Meiotic metaphase chromosomes from S1 plants were prepared as previously described by Chen et al [25]. Young flower buds were collected between 8 and 10 am and fixed in ethanol-chloroform-acetic acid (6:3:1) fixative for 2–24 h at 4°C. Next, the buds were screened for cells in Metaphase I, and several anthers from the selected bud were placed onto an ethanol-washed glass slide with a drop of 45% acetic acid (v/v), freed of debris and squashed. The material was observed through a 100× objective lens under an Olympus BX51 microscope.

Genomic in situ hybridization (GISH)

Genomic DNA was extracted from G. australe as described by Paterson et al [26] and labeled with digoxigenin-11-dUTP (Roche Diagnostics, Mannheim, Germany) by nick translation. The labeled DNA probe fragments were between 200 and 500 bp long. Fluorescence in situ hybridization was carried out as described by Wang et al [24] with some modifications. Somatic mitotic S2 (progenies from S1 self-pollinated) cells were used as targets. Chromosomal DNA was denatured by placing the slides in 50 mL 70% formamide, 2x SSC at 72°C for 2.5 min and immediately dehydrating them in an ethanol series at −20°C, followed by air-drying.
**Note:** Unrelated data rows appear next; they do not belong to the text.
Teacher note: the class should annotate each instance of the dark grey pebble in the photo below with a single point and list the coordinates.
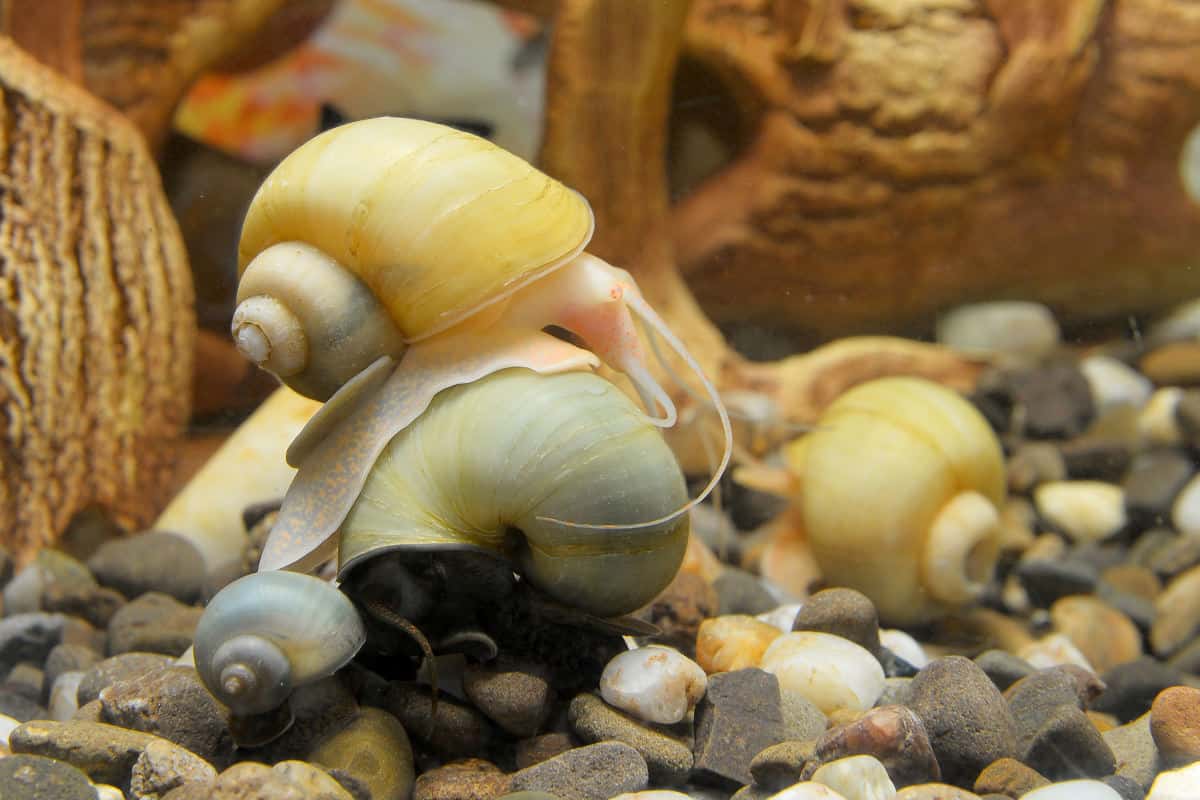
(965, 716)
(151, 561)
(45, 779)
(741, 593)
(739, 716)
(28, 637)
(1132, 687)
(118, 668)
(843, 612)
(1047, 581)
(594, 773)
(1003, 668)
(1151, 485)
(1068, 746)
(154, 623)
(174, 704)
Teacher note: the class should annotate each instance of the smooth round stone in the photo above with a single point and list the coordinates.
(655, 684)
(1013, 328)
(904, 645)
(1085, 789)
(1176, 785)
(1087, 511)
(831, 672)
(733, 642)
(1115, 383)
(857, 777)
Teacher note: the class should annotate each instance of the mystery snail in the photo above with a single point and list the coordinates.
(485, 468)
(389, 259)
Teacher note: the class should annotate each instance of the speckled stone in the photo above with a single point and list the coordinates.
(42, 779)
(738, 717)
(667, 759)
(965, 716)
(593, 773)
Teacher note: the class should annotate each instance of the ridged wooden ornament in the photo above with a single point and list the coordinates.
(96, 319)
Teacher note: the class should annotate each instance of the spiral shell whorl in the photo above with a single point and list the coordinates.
(435, 221)
(269, 632)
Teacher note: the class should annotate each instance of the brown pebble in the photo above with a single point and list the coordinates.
(1175, 725)
(1008, 776)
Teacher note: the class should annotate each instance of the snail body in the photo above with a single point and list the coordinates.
(900, 483)
(431, 258)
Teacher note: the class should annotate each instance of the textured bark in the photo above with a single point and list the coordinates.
(96, 318)
(910, 155)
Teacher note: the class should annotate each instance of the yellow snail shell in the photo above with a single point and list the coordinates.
(900, 485)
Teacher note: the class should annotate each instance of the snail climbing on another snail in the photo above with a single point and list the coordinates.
(389, 259)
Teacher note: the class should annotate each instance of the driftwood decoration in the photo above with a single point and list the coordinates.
(96, 318)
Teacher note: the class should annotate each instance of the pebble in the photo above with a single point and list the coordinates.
(1068, 746)
(894, 735)
(154, 623)
(1104, 636)
(45, 779)
(375, 751)
(667, 759)
(857, 777)
(1083, 789)
(1179, 613)
(1013, 328)
(1009, 777)
(841, 612)
(1086, 511)
(1152, 483)
(593, 773)
(738, 717)
(514, 695)
(162, 767)
(1175, 723)
(466, 780)
(174, 704)
(655, 684)
(1176, 785)
(1115, 383)
(832, 672)
(733, 642)
(151, 561)
(965, 716)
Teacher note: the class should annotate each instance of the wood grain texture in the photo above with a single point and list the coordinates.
(96, 322)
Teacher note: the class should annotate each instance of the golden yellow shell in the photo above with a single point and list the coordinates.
(436, 222)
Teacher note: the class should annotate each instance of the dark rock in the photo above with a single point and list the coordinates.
(843, 612)
(1068, 746)
(154, 623)
(45, 779)
(151, 561)
(965, 716)
(738, 717)
(594, 773)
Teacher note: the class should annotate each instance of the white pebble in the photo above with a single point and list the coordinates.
(781, 617)
(807, 791)
(1176, 785)
(1115, 383)
(831, 672)
(1157, 422)
(904, 645)
(1186, 509)
(655, 684)
(1054, 650)
(1087, 511)
(63, 695)
(1084, 789)
(1026, 330)
(858, 777)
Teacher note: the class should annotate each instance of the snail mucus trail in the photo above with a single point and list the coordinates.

Fifteen microliters of a mixture containing 25–50 ng labeled DNA, 50% (w/v) dextran sulfate, 10 μg sheared salmon sperm DNA, an appropriate amount of sheared cotton DNA as blocking DNA (probe: blocking DNA = 1:100) and 1.5 μL 20× SSC was denatured at 97°C for 10 min, chilled on ice, annealed at 37°C for 1 h and applied to a dry slide. Following overnight incubation at 37°C, the coverslips were removed and the slides were washed at increasing stringency by rinsing twice at 43°C in 2x SSC for 5 min, once in 2x SSC, 60% formamide for 13 min, twice more in 2x SSC for 5 min and once in 1x PBS for 5 min. Probes were detected with 20 μg/mL rhodamine-conjugated anti-digoxigenin antibody (Roche Diagnostics). The slides were stained in 4’,6-diamidino-2-phenylindole (DAPI; Diagnostics) for 10 min at room temperature, and anti-fade (Vector, USA) was applied under the coverslip. The slides were examined, and more than 20 images of well-spread somatic chromosomes at metaphase were obtained for each individual using an Olympus BX51 fluorescence microscope. Chromosome and FISH signal images were captured using an Evolution VF CCD camera (Media Cybernetics, Bethesda, MD, USA) and merged using Image-Pro Express software (Media Cybernetics, Bethesda, MD, USA).
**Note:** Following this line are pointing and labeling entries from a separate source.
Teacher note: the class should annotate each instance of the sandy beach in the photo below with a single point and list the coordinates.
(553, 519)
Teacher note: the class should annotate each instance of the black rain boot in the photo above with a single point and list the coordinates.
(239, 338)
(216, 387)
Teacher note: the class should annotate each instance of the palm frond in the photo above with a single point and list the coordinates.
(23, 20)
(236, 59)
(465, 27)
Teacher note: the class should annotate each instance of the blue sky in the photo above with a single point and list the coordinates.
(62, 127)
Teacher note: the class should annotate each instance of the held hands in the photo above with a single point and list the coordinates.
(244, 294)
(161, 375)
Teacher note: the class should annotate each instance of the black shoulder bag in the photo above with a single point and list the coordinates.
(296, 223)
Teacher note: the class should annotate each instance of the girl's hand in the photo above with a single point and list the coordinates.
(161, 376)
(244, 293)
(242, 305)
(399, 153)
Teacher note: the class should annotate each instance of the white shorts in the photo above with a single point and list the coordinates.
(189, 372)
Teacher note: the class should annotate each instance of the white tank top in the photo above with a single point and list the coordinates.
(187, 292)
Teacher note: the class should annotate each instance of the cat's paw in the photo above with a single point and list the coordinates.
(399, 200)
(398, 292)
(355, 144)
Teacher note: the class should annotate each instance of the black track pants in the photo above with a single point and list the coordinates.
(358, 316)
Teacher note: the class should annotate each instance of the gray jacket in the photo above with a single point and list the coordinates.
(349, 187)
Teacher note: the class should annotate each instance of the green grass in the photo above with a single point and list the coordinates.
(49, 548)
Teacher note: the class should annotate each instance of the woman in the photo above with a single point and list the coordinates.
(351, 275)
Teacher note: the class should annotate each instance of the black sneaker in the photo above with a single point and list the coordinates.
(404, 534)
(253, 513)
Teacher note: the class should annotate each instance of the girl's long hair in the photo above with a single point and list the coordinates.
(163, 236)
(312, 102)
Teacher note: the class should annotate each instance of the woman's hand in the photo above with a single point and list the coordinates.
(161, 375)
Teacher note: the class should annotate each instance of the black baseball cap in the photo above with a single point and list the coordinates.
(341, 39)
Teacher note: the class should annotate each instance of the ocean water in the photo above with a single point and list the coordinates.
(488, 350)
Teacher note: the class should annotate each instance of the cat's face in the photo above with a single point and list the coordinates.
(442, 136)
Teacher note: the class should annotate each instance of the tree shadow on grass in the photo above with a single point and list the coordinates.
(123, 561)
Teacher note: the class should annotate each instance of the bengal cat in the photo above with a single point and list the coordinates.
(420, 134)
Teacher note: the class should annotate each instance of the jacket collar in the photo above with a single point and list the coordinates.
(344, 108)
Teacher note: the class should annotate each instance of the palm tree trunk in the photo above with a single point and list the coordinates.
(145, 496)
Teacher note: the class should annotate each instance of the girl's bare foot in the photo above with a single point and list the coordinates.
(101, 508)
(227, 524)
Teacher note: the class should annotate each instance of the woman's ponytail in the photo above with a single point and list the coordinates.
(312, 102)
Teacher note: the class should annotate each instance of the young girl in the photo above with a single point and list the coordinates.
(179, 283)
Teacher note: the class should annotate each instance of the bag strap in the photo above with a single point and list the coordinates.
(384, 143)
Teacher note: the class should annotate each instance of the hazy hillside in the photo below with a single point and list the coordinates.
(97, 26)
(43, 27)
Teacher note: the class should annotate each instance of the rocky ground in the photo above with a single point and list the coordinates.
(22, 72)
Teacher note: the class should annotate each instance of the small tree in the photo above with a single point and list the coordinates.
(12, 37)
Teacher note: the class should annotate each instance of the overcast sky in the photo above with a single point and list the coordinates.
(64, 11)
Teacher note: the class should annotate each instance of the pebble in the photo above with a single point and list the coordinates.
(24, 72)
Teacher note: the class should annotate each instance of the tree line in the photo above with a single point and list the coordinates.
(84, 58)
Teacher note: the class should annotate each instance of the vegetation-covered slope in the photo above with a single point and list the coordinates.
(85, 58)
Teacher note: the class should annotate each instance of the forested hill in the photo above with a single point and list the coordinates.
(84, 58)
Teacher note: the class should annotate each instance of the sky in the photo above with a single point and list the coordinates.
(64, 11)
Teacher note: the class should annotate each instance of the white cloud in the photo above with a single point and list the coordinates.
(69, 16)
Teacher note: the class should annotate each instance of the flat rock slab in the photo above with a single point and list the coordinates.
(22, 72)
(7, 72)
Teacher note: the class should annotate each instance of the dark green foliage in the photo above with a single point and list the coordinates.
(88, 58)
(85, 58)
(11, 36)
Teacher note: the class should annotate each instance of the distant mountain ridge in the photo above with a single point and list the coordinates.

SSR molecular marker identification

A total of 658 simple sequence repeat (SSR) primer pairs were randomly chosen according to our cotton genetic maps [27] and used to screen the parents for polymorphisms. The obtained polymorphic primers were employed to verify the authenticity of the putative interspecific F1 hybrid and its derivatives (the new synthetic tetraploid, S1). These SSR primer sequences are available at http://www.cottonmarker.org. SSR-PCR amplifications were performed using a Programmable Thermal Controller (MJ Research), and PCR product electrophoresis and silver staining were conducted as described by Zhang et al [28,29].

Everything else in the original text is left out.